All this illustrates crucial
differences between the two political sides. On the right truth is
malleable, results are everything, and the purpose of a blog is to
repeat what comes down, to lead cheers, to “keep up the skeer”
as Nathan Bedford Forrest, founder of the KKK, said so eloquently. On
the left truth is real, and the purpose of a blog is either to
analyze truth or bring it to light. More important, it’s to listen as
much as speak, to really listen, and to learn.
I know that right-wing readers will
object to this characterization. Tough. It’s the simple, plain truth.
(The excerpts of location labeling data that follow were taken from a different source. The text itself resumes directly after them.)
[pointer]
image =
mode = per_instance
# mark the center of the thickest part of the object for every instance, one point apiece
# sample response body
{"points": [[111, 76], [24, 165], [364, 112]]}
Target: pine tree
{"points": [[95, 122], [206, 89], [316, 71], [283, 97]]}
None of your rhetoric can change that truth. I see it every day. The right engages in rhetoric, in name-calling,
in cheerleading, and in character assassination. The left engages in
organization, in journalism, in satire, in message creation as well as
dissemination. The one goes from the top down, the other from the
bottom up.
This is a crucial difference, one that
is now telling in surveys of political opinion. The majority of
Americans now agree with liberals on nearly every issue. A plurality
agree with liberals on what had been the right’s signature issue, the
War on Terror. How much is the result of Bush’s poor performance, how
much the result of media reporting, and how much was the result of
blogger activism is difficult to measure. The fact is that blogger
activists have played a role, and this role will only increase with
time.
All this rolls into my Internet Thesis
in an important way. Conservatives today all believe in the Nixon
Thesis – in government as power, in enemies as intractable, in
top-down politics. The number of people crafting the messages which
roll over Right Blogistan can possibly be counted on the fingers of
two hands. This is not true on the left, where power has transferred
from the bottom-up.
It wasn’t the Dean campaign and Joe
Trippi who changed how our politics works. It was Markos Moulitsas,
it was Jane Hamsher (right), it was Josh Marshall and John Amato of Crooks &
Liars, along with literally tens of thousands of others. These people
refused to be told by their leaders what to think. These were people
who did the hard work of separating truth from press fiction. They
are people who organized, people who interacted, people who listened
as well as spoke.
This force can no longer be put back in
its place, not by George W. Bush but (most importantly) not by
Hillary Clinton or Barack Obama either. Not even by Howard Dean. We
are all just a mouse click from our leaders now, and we demand to be
heard when we have something to say. The ability of Left Blogistan to
drive this conversation, to listen as well as speak, and to scale the intimacy, has transformed
American politics in ways we can’t yet count. And which no reporter
yet credits.
Except, perhaps, for you. And over the
next four years, it will transform American government even more.